We all know the life of a single mother is full of challenges and disappointments. As the self-employed mother of a lively six-year-old, I'd had enough. It was the endless winter of 1993 and I'd been fighting fatigue, bill collectors, my ex-husband and the clock - for years. I needed some goodness in my life.

Actually, I needed a miracle and I arrived at my home office late one afternoon after an especially tough day to find it: My high-school sweetheart had left a message on my voice mail wanting "to shoot the breeze," as he put it.

I felt a shock of delight.

I had last bumped into Steve by chance some years earlier when both of us were married to our first spouses. The puppy love that had marked our year of high-school hand-holding (before my father made me break up with him) had become a distant memory. We had said hello, exchanged our news and gone on with our lives.

As time passed, we both started our families and ended our marriages. We were light years removed from the turbulence of high-school life. But thinking back to the romance of young love, and hoping the girl he had so ardently cared about might still be hiding in the woman I had become, Steve tracked down my phone number and gave me a call.

We set a date for dinner. The evening could not arrive soon enough and I was lighthearted and cheerful when he arrived with flowers and a shy smile.

We had the worst date ever.

The playful and unconventional high-school troublemaker I had fallen in love with at 15 had become stiff and starchy, highly educated and a little bit dull.

From Steve's perspective, I was no prize either. The high-achieving sprite he'd once known was now awash in struggle, submerged in doubt and caution.

But we agreed to go out again. And again. And one more time. I decided our next date would be our last.

Steve arrived promptly and I walked resolutely out my front door to his waiting car. I was planning to develop a bad headache, then go home early to watch Little House on the Prairie reruns in my fuzzy slippers and sweat suit.

But fate had other plans.

We headed off to a noisy roadhouse restaurant for a last meal of beer, wings, nachos and endurance. Several hours went by before I realized I was supposed to be home on my couch with an imaginary migraine. Steve and I talked and joked, and even held hands for a brief moment. He kissed me on the cheek.

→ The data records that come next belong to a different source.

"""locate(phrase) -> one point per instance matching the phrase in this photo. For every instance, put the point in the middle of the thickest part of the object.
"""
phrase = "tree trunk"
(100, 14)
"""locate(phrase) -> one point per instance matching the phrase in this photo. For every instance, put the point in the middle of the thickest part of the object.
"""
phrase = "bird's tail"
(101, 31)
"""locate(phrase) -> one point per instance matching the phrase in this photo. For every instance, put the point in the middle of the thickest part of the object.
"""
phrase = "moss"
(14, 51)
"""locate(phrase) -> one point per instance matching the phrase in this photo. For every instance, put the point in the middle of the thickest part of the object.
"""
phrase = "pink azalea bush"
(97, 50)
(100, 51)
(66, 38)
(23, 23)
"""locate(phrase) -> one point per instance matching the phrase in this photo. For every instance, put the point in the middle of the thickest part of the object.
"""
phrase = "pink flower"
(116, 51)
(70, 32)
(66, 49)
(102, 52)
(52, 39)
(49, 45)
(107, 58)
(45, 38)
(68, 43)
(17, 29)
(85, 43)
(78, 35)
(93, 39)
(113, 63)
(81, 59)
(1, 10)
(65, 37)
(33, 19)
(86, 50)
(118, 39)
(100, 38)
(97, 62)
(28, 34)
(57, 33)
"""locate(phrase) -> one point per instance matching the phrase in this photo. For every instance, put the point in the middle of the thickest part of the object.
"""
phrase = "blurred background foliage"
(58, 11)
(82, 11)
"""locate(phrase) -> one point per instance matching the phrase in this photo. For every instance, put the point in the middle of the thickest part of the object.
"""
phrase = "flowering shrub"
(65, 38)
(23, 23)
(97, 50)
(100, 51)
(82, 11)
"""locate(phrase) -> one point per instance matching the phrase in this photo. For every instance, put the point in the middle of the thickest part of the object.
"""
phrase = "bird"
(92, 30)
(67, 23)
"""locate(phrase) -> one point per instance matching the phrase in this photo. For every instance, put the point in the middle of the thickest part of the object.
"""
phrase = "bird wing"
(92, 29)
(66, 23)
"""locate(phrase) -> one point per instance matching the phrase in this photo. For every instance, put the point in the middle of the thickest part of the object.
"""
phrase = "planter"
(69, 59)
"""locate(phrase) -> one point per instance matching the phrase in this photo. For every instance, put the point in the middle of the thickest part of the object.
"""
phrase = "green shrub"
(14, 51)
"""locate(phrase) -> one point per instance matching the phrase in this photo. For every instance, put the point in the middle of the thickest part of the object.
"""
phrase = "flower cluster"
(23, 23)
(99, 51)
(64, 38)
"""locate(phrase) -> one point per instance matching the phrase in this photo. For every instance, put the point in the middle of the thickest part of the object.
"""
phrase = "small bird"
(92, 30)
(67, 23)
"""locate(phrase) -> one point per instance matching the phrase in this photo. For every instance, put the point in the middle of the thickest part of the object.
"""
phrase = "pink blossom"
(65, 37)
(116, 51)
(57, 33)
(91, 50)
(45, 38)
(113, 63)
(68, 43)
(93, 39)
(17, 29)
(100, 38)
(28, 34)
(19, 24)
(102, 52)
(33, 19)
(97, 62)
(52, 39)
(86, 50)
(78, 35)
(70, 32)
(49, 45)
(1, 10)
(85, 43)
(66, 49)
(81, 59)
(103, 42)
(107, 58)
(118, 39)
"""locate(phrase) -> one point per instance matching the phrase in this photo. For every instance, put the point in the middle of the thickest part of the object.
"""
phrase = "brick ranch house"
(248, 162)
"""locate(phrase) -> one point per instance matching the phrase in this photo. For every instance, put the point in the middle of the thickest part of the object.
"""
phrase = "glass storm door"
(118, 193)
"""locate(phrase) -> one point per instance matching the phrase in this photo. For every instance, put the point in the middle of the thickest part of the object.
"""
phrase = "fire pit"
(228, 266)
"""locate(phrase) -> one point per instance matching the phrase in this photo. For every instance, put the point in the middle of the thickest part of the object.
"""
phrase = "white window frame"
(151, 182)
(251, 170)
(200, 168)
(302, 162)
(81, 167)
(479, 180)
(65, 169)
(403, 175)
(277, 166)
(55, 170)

Many more wonderful times followed and eventually we married, uniting our three children in the artistic bond of a stepfamily. We created two more little lives together and bought a dog. Two dogs. We laughed and loved, dreamed and planned. There was struggle and persistence in our fairy-tale romance but we moved forward together. We often joked about how lucky we were that our "last date" had turned out so well.

After 14 dynamic years of life together, Steve was diagnosed with advanced stomach cancer. Treatment was pointless; he was given mere months to live. At first I sobbed uncontrollably. Then as the rigours of providing at-home care for a terminally ill spouse grew, there was no time for self-pity or reflection. His pain was unrelenting. We suffered and endured. Our children did not dare cry.

Days before Steve passed away, he was admitted into the compassionate kindness of a palliative-care centre. His pain was finally put to rest and we faced the end of his life and all that might come thereafter for each of us. The night before he fell into a coma, I boosted his frail body into a wheelchair and pushed him down the hall to the calm little dining room kept for the centre's residents and their families. Staff lit candles for our table and we held hands, allowing our grief to accompany the last meal I would ever attempt to eat at my husband's side.

"I guess there really is a last date," Steve said.

I nodded my head and looked lovingly through endless tears at the perfect green eyes that had steadied me so often over the past 14 years. Although we'd passed thousands of hours in comfortable conversation, there was still so much I wanted to tell him, so much I wanted to explore at his side.

"Our last date was perfect," he said. I kissed him on the cheek.

The next day, he slipped into a coma and the day after that he slipped into whatever world waits beyond the veil of this life. He was a 49-year-old father of five children aged 7 to 20, and he had been sick for only three months. Oceans of grief pummelled my heart.

The experience of my husband's passing has given me surprising gifts, however. Although there is much to regret in the early death of someone who is loved, there is grace as well, and it peeks out occasionally between the tears and sorrow to give a hint of comfort. Throughout our journey together, Steve and I had the blessing of knowing we had come dangerously close to missing the chance to become partners in the astonishing adventure of life.

I'm awfully glad our first "last date" worked out. And I'm grateful that our last "last date" brought us full circle, to an end that was also a beginning, painful though it has been. There are no promises in life. But hidden among the thorns of unexpected misery, there are compensations. I think Steve would have liked that idea.

Susan Crossman lives in Oakville, Ont.